I veri problemi allora sono bassa crescita e produttività stagnante. Le ore lavorate sono in costante crescita e l’anno scorso hanno superato la soglia dei 44 miliardi, massimo storico dal 2000. Il problema però è che la crescita, seppur anemica, si realizza in settori a basso valore aggiunto e con margini irrisori di aumento della produttività. Le ore lavorate nell’industria in senso stretto l’anno scorso sono state meno del 15% del totale (e siamo la seconda manifattura d’Europa), nel 2015 l’incidenza era al 17,6% e nel 2007 intorno al 20%. Aumenta invece il peso dei servizi alla persona e alla comunità.
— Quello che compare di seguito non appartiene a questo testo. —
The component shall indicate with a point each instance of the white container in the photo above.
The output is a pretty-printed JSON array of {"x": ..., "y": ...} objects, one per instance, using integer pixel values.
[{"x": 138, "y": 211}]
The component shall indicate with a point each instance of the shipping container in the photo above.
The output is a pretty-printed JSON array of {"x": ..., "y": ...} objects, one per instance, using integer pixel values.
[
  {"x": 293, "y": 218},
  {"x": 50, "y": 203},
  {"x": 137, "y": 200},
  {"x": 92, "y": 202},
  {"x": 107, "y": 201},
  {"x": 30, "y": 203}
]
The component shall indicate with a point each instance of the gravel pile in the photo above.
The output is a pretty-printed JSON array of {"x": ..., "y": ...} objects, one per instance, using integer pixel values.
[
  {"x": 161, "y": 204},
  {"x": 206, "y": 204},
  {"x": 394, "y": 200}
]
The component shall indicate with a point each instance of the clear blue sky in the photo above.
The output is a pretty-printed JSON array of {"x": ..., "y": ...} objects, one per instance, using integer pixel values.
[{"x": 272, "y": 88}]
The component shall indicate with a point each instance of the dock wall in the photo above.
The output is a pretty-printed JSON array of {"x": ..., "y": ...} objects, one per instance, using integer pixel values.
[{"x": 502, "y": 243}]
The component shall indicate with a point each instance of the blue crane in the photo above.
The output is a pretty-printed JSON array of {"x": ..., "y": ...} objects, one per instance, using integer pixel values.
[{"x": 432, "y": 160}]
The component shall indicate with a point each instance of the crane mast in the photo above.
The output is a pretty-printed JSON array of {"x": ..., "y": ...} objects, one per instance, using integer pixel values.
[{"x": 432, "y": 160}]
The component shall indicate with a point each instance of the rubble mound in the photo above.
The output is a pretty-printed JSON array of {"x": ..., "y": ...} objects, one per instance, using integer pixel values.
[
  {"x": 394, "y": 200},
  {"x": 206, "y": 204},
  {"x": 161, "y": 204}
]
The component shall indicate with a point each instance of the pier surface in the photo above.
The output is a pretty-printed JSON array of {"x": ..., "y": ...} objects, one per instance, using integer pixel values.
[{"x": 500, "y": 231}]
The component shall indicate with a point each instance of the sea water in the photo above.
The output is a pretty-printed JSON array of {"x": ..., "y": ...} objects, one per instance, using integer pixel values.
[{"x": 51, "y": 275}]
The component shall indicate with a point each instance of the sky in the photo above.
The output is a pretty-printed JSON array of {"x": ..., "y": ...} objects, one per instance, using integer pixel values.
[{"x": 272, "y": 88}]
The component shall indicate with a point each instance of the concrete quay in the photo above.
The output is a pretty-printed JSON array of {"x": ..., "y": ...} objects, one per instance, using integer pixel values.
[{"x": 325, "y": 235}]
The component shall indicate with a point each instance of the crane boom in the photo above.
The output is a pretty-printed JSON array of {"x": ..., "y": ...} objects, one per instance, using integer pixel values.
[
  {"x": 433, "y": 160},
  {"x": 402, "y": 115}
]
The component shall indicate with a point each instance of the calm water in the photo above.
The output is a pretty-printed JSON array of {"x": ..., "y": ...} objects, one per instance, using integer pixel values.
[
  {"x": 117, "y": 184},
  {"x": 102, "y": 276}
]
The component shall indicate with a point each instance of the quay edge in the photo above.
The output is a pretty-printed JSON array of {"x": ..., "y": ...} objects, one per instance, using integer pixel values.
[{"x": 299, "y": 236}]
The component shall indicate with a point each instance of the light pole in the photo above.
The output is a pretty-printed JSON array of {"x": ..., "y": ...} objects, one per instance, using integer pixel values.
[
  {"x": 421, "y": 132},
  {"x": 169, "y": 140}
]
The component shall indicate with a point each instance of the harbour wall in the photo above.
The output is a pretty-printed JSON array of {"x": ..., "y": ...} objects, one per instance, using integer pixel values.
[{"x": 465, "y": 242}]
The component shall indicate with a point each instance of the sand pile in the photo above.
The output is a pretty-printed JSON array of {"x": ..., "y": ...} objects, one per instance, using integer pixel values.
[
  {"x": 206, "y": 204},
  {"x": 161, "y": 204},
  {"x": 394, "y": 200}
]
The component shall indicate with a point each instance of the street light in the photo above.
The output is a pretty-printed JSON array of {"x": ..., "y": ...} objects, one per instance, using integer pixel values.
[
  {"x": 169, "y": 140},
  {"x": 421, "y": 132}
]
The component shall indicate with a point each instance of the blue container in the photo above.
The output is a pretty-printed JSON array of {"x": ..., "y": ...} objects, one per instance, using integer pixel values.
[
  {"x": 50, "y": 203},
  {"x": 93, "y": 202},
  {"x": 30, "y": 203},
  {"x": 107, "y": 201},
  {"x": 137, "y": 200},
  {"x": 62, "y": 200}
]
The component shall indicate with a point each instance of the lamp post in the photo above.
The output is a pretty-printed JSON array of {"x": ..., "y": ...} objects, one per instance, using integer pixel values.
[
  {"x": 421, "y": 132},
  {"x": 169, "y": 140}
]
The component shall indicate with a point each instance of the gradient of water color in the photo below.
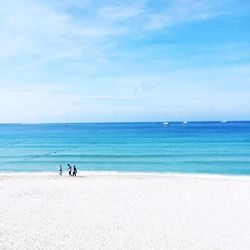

Un settore come l’automotive ha registrato un rilevante aumento di produttività, ma in termini di valore aggiunto pesa soltanto il 7% dell’economia italiana, mentre in Germania è pari al 27%. C’è anche una questione fiscale: sui redditi sotto i 30mila euro il nodo non è il peso dell’Irpef, ma l’ammontare del lordo. Al contrario, il famigerato ceto medio sconta un gap consistente: un reddito da lavoro dipendente da 55mila euro è soggetto a un’imposta lorda di quasi 16mila euro, in Francia è sotto i 9mila. Insomma, se si pongono le domande sbagliate, non si possono avere risposte corrette.